- Theatrical release poster
- Directed by: Mark Tonderai
- Written by: Mark Tonderai
- Produced by: Mark Herbert Zoe Stewart Colin Pons Robin Gutch
- Starring: Will Ash Christine Bottomley
- Cinematography: Philipp Blaubach
- Edited by: Victoria Boydell
- Music by: Theo Green
- Production companies: Warp X Film4 Pathé Screen Yorkshire UK Film Council FearFactory
- Distributed by: Optimum Releasing
- Release dates: 15 August 2008 (Berlin Fantasy Filmfest); 13 March 2009 (United Kingdom);
- Running time: 91 minutes
- Country: United Kingdom
- Language: English
- Budget: £1 million
- Box office: $288,667 (worldwide)

= Hush (2008 film) =

Hush is a 2008 British horror film directed by Mark Tonderai in his directorial debut. It stars William Ash and Christine Bottomley. It is about a young couple on a motorway journey who are drawn into pursuit of a truck that appears to be involved in kidnapping women.

The film was produced by Warp X and Shona Productions. UK Film Council and Film4 supplied the funding for the film. The film was distributed by Optimum Releasing.

==Plot==
Zakes and his girlfriend Beth are travelling along the M1 motorway at night, bickering over their strained relationship. While Beth is asleep, a truck overtakes Zakes and its tailgate momentarily slides up, revealing a naked woman, bound and bloodied in a cage, screaming for help. He calls the police but cannot provide a number plate as it is covered in dirt.

Zakes follows the truck and manages to slide his hand under the tailgate to take a photograph using Beth's mobile phone. It appears to be nothing more than a white blur from the flash but Zakes later suspects it could be a hand. Zakes eventually loses the truck, making Beth furious, claiming he never takes responsibility for anything.

They stop at a service station; Beth ends their relationship and says she will find her own way home. Back at the car, Zakes sees the truck pull up, and watches a man in a hooded jacket go inside. Zakes follows to try and find Beth, but she is nowhere to be seen. He alerts two security men about her disappearance, but they do not believe him. Zakes later finds Beth's necklace in the car park. Believing she has been taken by the man in the truck, he decides to follow it, but upon returning to his car, finds his tyre has been punctured by rowdy football fans. Zakes steals a car from a woman getting fuel at the station.

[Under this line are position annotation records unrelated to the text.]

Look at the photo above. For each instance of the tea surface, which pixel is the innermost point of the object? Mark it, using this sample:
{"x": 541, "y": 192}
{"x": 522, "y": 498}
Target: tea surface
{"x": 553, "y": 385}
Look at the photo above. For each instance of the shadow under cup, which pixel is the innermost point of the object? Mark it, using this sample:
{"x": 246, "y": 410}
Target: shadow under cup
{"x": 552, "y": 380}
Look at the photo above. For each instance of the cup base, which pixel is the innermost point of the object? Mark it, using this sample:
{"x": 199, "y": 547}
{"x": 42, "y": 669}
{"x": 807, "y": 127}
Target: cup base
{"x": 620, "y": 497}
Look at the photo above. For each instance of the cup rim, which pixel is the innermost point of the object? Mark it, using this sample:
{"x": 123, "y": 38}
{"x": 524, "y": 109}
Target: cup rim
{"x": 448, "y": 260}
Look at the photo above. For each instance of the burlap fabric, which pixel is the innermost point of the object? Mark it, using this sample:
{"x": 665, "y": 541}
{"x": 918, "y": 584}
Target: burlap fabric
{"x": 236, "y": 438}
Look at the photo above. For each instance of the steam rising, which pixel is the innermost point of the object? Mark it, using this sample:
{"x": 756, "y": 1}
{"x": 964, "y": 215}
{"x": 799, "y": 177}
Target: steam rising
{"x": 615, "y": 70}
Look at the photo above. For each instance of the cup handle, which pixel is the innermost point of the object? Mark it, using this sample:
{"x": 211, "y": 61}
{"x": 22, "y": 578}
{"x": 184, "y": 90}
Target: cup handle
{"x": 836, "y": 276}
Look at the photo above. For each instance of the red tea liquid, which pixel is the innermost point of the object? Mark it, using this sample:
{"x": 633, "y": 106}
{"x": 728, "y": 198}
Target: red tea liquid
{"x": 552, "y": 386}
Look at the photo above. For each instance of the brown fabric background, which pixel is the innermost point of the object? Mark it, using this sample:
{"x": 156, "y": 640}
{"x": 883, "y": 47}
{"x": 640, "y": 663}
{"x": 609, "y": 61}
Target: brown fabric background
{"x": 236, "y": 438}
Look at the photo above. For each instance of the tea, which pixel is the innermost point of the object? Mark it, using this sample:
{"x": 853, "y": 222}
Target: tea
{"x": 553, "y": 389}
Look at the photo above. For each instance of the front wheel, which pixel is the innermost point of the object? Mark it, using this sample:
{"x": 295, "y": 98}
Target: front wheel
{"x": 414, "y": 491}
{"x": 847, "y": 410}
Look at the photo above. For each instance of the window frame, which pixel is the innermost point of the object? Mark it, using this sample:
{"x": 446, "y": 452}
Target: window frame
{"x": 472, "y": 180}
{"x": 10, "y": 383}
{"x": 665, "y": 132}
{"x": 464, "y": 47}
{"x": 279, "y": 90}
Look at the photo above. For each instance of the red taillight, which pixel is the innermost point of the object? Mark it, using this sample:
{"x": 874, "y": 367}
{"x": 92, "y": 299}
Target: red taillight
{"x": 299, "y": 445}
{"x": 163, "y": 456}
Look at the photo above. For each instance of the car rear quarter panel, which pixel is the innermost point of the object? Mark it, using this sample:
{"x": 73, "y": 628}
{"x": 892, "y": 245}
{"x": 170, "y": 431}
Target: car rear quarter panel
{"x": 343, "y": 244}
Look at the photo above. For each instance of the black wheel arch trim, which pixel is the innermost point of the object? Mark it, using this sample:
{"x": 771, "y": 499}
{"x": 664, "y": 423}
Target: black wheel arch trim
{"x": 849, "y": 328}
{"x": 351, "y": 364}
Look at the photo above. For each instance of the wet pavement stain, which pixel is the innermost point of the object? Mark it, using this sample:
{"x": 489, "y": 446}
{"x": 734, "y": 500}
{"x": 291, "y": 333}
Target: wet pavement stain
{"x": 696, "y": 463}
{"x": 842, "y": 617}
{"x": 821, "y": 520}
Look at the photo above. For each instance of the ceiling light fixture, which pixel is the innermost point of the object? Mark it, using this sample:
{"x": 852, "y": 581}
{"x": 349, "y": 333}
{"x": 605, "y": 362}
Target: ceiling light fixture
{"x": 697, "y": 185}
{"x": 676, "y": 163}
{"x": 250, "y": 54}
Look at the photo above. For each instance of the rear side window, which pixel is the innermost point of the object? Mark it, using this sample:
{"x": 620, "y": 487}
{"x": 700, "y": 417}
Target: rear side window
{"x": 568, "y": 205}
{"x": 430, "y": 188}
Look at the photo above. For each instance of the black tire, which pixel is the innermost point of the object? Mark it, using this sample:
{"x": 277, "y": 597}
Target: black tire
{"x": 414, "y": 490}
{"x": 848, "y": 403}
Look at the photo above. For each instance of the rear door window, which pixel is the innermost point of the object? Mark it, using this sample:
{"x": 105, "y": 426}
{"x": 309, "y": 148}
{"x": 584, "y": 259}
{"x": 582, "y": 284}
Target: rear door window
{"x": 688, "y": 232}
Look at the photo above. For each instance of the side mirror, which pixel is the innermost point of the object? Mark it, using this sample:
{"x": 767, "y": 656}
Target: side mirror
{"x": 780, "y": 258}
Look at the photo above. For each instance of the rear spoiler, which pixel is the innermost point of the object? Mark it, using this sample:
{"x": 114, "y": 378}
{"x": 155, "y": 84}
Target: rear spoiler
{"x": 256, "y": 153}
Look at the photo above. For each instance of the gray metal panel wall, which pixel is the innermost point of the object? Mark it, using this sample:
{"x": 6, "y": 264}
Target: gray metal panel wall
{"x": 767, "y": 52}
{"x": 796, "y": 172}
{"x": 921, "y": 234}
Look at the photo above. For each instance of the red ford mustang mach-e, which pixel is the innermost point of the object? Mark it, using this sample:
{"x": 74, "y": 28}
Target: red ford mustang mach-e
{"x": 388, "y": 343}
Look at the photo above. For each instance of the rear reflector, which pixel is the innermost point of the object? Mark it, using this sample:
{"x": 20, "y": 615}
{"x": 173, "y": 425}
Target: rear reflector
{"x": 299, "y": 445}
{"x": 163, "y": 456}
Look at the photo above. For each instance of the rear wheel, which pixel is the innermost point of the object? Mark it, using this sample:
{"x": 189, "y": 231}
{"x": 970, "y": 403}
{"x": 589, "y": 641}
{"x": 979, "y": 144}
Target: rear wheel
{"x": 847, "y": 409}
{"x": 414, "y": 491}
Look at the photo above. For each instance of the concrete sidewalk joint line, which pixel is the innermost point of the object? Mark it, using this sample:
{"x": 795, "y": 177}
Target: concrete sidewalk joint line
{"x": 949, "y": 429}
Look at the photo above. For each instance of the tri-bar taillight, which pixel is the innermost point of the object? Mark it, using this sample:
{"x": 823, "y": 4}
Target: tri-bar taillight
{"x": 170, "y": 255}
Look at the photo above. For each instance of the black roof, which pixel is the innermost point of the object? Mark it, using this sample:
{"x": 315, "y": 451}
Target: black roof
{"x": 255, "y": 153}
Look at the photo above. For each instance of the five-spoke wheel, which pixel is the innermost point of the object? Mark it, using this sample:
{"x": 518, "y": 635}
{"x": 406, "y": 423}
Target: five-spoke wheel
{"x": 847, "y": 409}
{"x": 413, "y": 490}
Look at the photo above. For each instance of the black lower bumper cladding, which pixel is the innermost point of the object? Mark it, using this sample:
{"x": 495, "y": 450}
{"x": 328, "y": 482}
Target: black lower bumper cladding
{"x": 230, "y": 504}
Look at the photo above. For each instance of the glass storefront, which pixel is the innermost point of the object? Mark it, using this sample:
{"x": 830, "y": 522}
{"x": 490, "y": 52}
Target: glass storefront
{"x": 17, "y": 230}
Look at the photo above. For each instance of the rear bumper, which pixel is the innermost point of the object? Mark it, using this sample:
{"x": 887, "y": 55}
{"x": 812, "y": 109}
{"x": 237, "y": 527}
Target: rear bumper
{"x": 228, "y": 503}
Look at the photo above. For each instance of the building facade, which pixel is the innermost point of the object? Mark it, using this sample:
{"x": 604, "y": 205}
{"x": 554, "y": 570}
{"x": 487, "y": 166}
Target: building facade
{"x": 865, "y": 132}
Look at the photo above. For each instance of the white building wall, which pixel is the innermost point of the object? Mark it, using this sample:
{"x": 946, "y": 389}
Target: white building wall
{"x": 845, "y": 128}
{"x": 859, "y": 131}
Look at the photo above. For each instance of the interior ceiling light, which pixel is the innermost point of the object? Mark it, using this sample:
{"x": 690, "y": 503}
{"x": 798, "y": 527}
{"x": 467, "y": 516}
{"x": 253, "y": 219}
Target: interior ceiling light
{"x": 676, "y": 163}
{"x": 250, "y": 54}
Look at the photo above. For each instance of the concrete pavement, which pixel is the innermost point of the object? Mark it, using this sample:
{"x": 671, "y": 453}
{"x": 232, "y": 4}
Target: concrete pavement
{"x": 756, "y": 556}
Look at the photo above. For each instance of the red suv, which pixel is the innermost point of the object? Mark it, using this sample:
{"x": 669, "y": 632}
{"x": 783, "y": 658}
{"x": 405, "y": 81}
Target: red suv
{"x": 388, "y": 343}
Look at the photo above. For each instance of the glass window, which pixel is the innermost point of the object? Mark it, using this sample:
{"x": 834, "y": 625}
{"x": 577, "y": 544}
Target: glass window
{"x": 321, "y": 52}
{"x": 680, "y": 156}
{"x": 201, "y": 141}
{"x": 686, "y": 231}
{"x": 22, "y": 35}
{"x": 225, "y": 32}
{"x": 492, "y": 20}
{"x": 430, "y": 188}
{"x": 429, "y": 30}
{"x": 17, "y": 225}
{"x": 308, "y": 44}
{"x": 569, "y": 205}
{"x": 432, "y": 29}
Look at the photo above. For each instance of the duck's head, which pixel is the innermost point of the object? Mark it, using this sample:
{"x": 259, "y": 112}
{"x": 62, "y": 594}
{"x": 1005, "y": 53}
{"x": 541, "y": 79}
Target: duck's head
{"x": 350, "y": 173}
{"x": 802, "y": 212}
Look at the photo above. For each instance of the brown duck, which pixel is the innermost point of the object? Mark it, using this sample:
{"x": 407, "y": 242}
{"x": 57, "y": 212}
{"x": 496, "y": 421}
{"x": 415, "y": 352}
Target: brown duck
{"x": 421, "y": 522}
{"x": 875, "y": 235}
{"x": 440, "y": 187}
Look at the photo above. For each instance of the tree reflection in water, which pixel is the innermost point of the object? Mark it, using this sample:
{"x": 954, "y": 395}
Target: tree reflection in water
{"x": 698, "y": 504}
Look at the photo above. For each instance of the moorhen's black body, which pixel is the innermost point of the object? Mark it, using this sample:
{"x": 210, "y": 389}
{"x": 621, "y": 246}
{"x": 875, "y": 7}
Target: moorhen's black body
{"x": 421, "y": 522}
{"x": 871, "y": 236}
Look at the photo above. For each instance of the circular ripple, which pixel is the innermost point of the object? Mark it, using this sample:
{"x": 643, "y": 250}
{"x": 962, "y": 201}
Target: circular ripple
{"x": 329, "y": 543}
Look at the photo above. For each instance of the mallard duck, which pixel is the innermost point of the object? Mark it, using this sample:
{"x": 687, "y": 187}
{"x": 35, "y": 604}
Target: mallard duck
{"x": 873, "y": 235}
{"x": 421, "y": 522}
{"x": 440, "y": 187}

Meanwhile, a security guard decides to look through the CCTV footage. He sees Beth entering the station by herself and leaving through the back door with a man in a hooded jacket. He is then killed by the other security guard, who is connected with the kidnappings. Zakes follows the truck to a site that is full of identical white trucks. A police officer arrives and arrests Zakes, believing he is trespassing. Zakes begs him to check all of the vehicles before they go. While doing this, the officer is killed by the hooded man.

Zakes escapes from the police car and flees back to his car. A distraught woman then appears claiming she has been kidnapped. He lets her in and drives to a nearby house to call for help. The elderly couple living there invite them in; the bloodied woman offers to call the police but cuts the phone line beforehand, revealing she too is part of the plan. She cuts the power in the house, kills the couple and attacks Zakes. He wakes up with his hands nailed to the floorboards. When he gets free, a fight ensues; Zakes overpowers the woman and kills her by stabbing her in the eye with one of the nails.

Zakes returns to the truck site and finds Beth chained up in a cage outside. She says the keys are with the man who is showering inside. Zakes goes inside and finds other women locked up and gagged; they are being used for human trafficking. Zakes retrieves the keys and returns to Beth to help her escape first, but they hear the man coming and Zakes is forced to flee. A cat-and-mouse game begins when he realises Zakes is hiding on the site somewhere. He calls the woman's phone, which Zakes has on him, and follows the ring to where he is. However, Zakes has left the phone on the seat in an empty truck and is hiding in the forklift nearby. When the man steps into the right spot, Zakes pushes a button and the crane releases a load onto the attacker, killing him.

One year later, at a service station, a man picks out a book titled Traffic, a non-fiction novel written by Zakes based on the events that he and Beth experienced. The driver is the security guard who earlier killed his partner. He purchases the book, goes out to his truck (one identical to the killers' truck) and drives off.

== Reception ==
Peter Bradshaw wrote in The Guardian that Hush was "a broad, trashy but entertaining horror thriller that makes the most of a limited budget and locations". Laurence Phelan wrote in The Independent that "Although this debut kidnap-thriller's small budget sometimes shows, it is effective nonetheless, and gets good mileage from the eerie unpleasantness of its setting: night-time in and around the service stations of the M1."